I am trying to calculate the variance and standard deviation for a log normal distribution. I was able to calculate the mean after reading this stack exchange article How to calculate a mean and standard deviation for a lognormal distribution using 2 percentiles. Now I want to calculate the variance and standard deviation. I am unclear what formulas I can use. I will calculate this in R.

Best Answer

  1. An obvious choice even for estimating the population mean and variance would be to exponentiate your log-data back to original data and just directly calculate sample mean and sample variance (then you wouldn't have to rely on your assumption that the data are in fact lognormal, an assumption that's almost certainly false).

  2. However, the assumption of lognormality might be close enough to true that it won't be so bad if you assume it anyway.

    In the case where the random variable is actually lognormal (with parameters $\mu$ and $\sigma^2$), the MLE of the $\mu$ parameter will be the sample mean of the logs, and the MLE of the $\sigma^2$ parameter will be $\frac{n-1}{n}\cdot s^2$, a simple rescaling of the sample variance of the logs.
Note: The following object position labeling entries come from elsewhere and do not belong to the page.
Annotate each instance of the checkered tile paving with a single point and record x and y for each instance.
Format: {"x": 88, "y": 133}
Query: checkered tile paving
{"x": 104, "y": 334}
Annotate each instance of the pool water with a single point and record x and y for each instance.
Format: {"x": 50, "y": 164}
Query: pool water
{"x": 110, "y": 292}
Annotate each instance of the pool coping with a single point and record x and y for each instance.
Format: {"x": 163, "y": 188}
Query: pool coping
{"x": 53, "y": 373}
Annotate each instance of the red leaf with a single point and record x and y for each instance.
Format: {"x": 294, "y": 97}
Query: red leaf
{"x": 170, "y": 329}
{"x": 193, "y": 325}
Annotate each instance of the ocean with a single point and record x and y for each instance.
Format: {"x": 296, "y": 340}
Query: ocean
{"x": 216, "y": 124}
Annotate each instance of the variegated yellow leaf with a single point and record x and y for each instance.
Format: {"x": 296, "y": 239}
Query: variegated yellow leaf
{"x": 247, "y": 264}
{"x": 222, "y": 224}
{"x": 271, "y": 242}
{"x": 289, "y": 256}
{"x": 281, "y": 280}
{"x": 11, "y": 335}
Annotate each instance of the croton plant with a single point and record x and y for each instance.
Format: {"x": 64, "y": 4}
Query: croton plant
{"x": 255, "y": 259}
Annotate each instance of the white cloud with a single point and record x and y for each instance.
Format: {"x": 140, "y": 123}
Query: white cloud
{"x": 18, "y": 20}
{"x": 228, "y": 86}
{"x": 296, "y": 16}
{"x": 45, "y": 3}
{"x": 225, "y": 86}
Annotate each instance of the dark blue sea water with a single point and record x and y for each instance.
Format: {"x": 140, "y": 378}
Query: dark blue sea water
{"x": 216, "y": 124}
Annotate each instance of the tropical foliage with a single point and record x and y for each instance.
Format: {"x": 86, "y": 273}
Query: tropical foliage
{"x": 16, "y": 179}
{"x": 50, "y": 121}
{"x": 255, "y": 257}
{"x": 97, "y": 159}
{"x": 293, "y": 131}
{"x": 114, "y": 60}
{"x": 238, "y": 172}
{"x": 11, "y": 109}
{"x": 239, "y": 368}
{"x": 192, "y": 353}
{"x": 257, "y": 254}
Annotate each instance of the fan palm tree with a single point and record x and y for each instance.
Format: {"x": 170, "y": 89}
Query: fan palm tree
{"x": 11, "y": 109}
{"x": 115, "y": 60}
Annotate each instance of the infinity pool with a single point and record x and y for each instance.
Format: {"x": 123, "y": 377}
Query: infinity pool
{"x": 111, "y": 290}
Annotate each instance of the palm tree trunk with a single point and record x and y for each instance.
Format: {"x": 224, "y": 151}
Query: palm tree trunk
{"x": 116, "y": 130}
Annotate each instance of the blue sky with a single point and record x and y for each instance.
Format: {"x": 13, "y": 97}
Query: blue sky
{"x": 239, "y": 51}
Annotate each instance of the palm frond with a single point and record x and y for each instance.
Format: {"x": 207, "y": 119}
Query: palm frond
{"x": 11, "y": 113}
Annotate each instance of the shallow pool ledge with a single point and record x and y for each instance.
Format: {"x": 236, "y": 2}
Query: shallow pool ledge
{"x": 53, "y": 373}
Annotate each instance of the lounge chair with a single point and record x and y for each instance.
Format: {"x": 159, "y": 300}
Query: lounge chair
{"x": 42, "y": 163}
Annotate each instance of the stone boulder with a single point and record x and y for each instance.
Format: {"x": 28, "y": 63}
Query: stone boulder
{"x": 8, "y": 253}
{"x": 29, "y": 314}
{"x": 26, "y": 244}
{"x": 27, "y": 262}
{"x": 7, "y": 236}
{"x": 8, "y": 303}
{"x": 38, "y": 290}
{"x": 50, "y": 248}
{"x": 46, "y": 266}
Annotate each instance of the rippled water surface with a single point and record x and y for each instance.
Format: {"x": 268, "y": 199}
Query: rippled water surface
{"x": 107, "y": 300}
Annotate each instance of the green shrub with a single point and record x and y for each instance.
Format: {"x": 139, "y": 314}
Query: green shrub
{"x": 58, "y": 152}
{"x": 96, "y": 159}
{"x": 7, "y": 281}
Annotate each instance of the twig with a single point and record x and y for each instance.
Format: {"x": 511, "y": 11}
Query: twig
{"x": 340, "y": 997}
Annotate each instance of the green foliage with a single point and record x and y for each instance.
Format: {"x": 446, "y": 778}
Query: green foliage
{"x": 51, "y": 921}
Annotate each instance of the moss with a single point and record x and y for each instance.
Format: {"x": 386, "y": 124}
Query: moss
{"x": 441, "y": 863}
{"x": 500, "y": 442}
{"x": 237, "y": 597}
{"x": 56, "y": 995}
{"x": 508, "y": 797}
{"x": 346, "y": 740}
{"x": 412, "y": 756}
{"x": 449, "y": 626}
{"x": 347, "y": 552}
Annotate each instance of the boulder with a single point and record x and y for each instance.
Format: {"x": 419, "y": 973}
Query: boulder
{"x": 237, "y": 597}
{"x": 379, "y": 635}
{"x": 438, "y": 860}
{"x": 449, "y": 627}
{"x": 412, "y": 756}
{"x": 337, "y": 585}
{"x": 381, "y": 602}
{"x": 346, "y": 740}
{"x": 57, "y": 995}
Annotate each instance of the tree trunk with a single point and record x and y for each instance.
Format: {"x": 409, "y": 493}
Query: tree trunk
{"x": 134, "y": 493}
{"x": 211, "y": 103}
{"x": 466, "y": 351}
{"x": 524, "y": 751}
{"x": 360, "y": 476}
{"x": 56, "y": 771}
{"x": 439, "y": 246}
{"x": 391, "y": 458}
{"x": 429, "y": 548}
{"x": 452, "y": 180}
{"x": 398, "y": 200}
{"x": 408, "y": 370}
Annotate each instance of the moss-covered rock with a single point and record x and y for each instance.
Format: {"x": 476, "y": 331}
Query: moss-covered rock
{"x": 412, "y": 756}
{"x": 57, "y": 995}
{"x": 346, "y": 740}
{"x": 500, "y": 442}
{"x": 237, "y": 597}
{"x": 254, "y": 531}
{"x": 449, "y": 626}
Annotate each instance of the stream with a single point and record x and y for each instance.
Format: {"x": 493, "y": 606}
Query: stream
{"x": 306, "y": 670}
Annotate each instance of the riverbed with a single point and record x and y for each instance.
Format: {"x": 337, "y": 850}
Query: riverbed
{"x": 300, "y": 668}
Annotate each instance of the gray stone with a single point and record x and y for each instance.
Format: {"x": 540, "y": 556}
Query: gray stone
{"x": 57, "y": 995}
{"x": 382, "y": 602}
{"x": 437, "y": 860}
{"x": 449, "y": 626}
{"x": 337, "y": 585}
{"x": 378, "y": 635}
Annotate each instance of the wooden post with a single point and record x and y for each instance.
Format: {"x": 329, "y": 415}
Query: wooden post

    You could then produce estimates of the population mean ($m=\widehat{E(Y)}$), variance ($v=\widehat{\text{Var}(Y)}$) and hence of sd -

    $\text{estimated mean} = m = e^{\hat{\mu}+\frac12\hat{\sigma}^2}$

    $\text{estimated variance} = v = m^2 \cdot (e^{\hat{\sigma}^2}-1)$

    $\text{estimated s.d.} = \sqrt{v}$

    [However, $m$ and $v$ won't be unbiased. If unbiasedness of either is important to you, you may want to consider other possibilities, including the original suggestion.]

    Note that these are not the only possible estimators of those quantities under that lognormal assumption, but they're reasonably convenient if you must use the log-data.